Why I’m Volunteering for Chornobyl

There are many great and worthy causes out there in the world.  Ending hunger, finding a cure for cancer, preserving our environment – these are all great causes.  And personally, I hope that we do end world hunger, and that we do find a cure for cancer, and that we as a people can learn to stop trashing this planet windows 10 testversion herunterladen.

But see, I am Ukrainian.  I care very much about the culture of my ancestors.  I am deeply upset by the injustice suffered by Ukrainians under Soviet reign, and I think there is not a better symbol of the Soviets’ cruelty than the fallout (both literal and figurative) from the explosion at the Chornobyl Power Plant on April 26, 1986 herunterladen.

I will spare a history lesson, or details on the aftermath.  For that, you can visit here: http://en.wikipedia.org/wiki/Chernobyl_disaster – and you should windows media player german for free.

What makes me SO upset is that people in Ukraine – mainly children – who need ongoing treatment are not getting it.  Why?  Because the government can’t supply it for free, nor can the children’s parents pay for it out of pocket.  For life saving procedures to get performed, the time, effort and manpower simply must be donated itunes herunterladen für windows.

If this kind of accident had occurred in this country, I mean, even if somehow with our technology that much radiation had accidentally gotten into the air after an explosion of that magnitude, we would have had the technology to prepare our cleanup crew workers and firefighters.  People from the surrounding areas would be evacuated faster.  Better care would be given.  Better on-going care would be given.  Funds and foundations for the treatment of victims would be set up.  Look at Katrina (ok, maybe don’t look at Katrina).  Look at the help we are sending to Haiti app herunterladen windows 10.

Chornobyl simply would not have happened here the way it happened there, if it had happened at all.

And who knows how long it will take before all children are born 100% healthy.  Before radiated land is deemed fit to be inhabited again.  Before the old reactor is demolished in a carefully controlled way and completely entombed in a proper sarcophagus whatsappen blackberry 2018.

My children – my students – know what cancer is, and they know that there are hungry people in the world, and they know that we should recycle herunterladen. But every time, I have to explain what Chornobyl is, and what the consequences are.

The radiation released by that accident will be around long after everyone on the planet is fat and satiated, after cancer goes the way of polio, after we’ve saved all the rainforests and learned how to sort and recycle every material in existence ist youtube herunterladen legal. Long after my children explain Chornobyl to their children.

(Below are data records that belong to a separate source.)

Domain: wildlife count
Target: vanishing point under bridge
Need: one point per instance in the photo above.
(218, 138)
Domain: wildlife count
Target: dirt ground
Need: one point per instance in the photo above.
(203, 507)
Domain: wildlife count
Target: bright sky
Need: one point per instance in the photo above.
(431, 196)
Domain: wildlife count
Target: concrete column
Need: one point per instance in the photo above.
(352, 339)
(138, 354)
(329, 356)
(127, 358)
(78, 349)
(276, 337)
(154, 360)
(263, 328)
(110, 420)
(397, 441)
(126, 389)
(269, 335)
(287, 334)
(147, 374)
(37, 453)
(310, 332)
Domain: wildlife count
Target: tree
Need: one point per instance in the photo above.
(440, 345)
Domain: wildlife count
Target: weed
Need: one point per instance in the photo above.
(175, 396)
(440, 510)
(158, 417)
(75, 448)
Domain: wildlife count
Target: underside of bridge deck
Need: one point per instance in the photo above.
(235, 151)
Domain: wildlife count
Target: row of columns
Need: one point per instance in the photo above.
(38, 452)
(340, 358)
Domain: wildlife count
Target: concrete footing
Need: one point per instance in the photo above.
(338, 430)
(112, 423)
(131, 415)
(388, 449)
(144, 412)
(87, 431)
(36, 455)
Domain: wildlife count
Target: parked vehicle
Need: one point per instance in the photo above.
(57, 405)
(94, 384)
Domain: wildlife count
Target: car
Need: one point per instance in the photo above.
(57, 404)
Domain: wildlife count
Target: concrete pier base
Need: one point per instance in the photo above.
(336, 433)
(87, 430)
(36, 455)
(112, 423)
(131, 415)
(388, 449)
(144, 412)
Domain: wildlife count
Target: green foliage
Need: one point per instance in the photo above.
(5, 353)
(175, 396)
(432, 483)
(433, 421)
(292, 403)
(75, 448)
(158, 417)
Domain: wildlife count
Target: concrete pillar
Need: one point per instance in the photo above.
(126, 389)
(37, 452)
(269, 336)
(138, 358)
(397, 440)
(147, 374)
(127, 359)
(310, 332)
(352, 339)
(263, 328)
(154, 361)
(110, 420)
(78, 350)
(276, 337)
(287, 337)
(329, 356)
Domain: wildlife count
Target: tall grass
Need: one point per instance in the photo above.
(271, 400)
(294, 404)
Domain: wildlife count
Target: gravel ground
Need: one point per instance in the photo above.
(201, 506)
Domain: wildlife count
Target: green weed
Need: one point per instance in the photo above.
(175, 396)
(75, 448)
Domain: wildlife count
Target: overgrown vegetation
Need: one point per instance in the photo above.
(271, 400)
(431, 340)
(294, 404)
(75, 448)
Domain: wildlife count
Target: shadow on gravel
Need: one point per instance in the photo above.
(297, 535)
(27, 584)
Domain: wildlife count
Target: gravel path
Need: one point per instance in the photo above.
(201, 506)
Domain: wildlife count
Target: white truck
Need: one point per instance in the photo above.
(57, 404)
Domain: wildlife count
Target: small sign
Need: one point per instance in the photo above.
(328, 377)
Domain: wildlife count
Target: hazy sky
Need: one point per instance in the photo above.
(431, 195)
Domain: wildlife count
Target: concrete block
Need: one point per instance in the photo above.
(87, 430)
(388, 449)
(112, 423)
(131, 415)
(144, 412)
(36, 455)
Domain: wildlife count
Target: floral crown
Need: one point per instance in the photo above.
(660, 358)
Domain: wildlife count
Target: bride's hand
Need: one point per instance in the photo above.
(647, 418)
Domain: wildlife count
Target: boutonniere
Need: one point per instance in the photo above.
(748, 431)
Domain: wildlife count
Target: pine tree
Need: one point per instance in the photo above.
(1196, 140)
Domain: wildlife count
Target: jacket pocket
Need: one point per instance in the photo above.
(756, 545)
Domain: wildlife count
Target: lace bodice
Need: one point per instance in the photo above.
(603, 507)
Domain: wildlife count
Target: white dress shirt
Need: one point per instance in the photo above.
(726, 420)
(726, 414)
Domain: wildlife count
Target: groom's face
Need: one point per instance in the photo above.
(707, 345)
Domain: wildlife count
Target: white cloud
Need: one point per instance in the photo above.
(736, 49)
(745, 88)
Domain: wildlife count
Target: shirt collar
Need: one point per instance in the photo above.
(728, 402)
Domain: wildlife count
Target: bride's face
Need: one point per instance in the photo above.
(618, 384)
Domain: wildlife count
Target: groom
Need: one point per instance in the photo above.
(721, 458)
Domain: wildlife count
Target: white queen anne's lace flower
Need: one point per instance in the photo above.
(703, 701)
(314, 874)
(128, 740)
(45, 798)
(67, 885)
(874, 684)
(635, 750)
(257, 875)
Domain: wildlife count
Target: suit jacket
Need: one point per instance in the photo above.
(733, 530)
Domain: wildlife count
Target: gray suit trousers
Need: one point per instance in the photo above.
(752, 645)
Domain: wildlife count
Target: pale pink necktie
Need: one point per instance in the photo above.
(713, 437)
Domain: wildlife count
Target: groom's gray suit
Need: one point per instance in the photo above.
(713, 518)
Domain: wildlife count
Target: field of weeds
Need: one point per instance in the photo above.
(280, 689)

I am volunteering not just to help make better the lives of little Ukrainian children I’ve never met, but to spread awareness.  Chornobyl is still happening in Ukraine.  Chornobyl can happen here, too how can I download spotify premium. Our children need to learn, and we all need to do what we can for the children already suffering.

And sometimes I wonder to myself, with a slight adjustment of events, I could have been a kindergartner in a Ukrainian school, not an American one.  I could have grown up to have thyroid cancer.  Or given birth to a baby who’d need heart surgery before she was a toddler.  I’d be the one relying on the volunteer efforts of strangers from half a globe away.  It could be me.  Or my friends or family.  It could be my child siemens gebrauchsanleitung und benutzerhandbücher herunterladen.

So what am I doing exactly?  Nothing glorious.  I am volunteering with Chernobyl Children’s Project, International, on one of their cardiac missions to Kharkiv, Ukraine (located in the Eastern part of the country).  While doctors and nurses will be traveling there to perform heart surgeries on infants, I will be taking pictures of the children and writing their stories.  It is hard to compel someone to donate money to a cause they’ve never really heard of, to benefit people they will never meet.  But when faces are put to names, it will hopefully inspire even those least charitable to support this worthy cause.